Do not some system utilities stagnate?

Again, grep change in the system base. This is a concrete proof that changed happens.
End of polemic, no ?

If you argue that the system seems fragile, I see 0 bugs in relation with the grep change... That sound like a rock solid base, no ?
And finally, the base system is a base... So there is a lot of specific usage that use base tools to build edifices. So the major release exists to prevent any breaking change for the user.

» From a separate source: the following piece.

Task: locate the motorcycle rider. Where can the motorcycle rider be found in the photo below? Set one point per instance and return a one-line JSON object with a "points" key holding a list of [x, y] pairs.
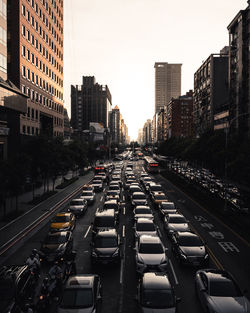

Maybe you have a better example than grep ?
 
I mean backward compatible improvements, not breaking changes.
This is another one of those "why don't people do stuff" questions where the people in position to answer them are not here on the forum, will not come here, and everybody gets to make a strawman that looks like them and knock other people's strawmen over.

That being said:
  1. Fixing other people's stuff isn't always fun
  2. Starting over with a new tool is often "easier"
  3. Making something faster sometimes requires an architecture change that will make preventing user facing changes way more work than the programmer wants to do
  4. This whole thing is mostly a volunteer effort
  5. Installing some other program is easy. Eventually if it's super popular and mostly backward compatible, it will go into base. If it wholly replaces the other program, the old program will eventually get removed. This process takes an incredible amount of time and the removal makes a small number of noisy people who hate change, angry.
 
Maybe you have a better example than grep ?
One I could suggest is the system compiler [old gcc 4.x] > [clang]. Granted it is a much more extreme example.

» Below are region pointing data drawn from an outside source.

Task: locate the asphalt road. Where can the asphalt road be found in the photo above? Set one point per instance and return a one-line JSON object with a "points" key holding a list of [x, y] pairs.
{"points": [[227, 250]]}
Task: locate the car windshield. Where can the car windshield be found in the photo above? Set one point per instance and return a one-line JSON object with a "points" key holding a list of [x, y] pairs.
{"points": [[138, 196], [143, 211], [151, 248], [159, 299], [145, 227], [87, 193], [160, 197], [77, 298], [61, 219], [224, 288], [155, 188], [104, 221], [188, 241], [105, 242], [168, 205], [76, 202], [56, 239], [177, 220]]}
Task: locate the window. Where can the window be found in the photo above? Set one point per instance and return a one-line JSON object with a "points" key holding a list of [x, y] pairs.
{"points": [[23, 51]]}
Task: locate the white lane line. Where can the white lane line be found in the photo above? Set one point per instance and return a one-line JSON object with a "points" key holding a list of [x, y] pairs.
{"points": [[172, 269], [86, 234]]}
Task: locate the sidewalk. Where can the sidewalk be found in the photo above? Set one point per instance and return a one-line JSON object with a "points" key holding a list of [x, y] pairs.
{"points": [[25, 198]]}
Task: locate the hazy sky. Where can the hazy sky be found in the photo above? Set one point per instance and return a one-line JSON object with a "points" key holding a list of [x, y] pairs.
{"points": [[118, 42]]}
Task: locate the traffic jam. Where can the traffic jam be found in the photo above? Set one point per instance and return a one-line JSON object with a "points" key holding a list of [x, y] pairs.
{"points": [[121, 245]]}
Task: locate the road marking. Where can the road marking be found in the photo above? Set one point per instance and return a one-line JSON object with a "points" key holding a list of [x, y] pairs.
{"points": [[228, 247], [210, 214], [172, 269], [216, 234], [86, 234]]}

I am personally shocked at either how little this broke in terms of the ports or how efficient the ports collection was at supporting this large change. Many patches must have been made behind the scenes.

Clang is better than the old gcc which stagnated for a while. So it certainly shows that the FreeBSD project isn't afraid of change when it is actually a big benefit. Otherwise I think most engineers prefer to iterate rather than rewrite.

So if anyone did have any improvements to grep, I would certainly encourage them to try to implement them into our grep. However rewrite a new grep entirely doesn't seem like the correct solution. No matter how much backwards compatibility they try to go for. It will never be 100% (quirks and all).
 
Is it worth rewriting them to make them work better with technical overload or do you create a new tool, targeted for the new load from scratch?

Go look in the hackers mailing list. There was recently something about "sysctl being slow if you have thousands of ZFS datasets". There was a bit of root cause analysis that got to a possible cause, ideas were tossed out as to how to change it for the better, but then the question was raised "Is this actually the appropriate method for me to get this data or is there a better way?".
In this instance, replacing the linked list with a tree structure is actually a really good idea instead of doing it another way, pretty "easy" to do in isolation, and apparently NetBSD already does this. 1 & 4 from my list applies, however.
 
In this instance, replacing the linked list with a tree structure is actually a really good idea instead of doing it another way, pretty "easy" to do in isolation, and apparently NetBSD already does this. 1 & 4 from my list applies, however.
Yep sometimes the technical change is isolated and could be done without impact, but it will boil down to priorities and desire.
If one has the desire and prioritizes it, go for.

mkru you do realize that even without being a committer you could actually file a bug/enhancement with a patch, don't you? If this specific example of grep bothers you so much, why not do so?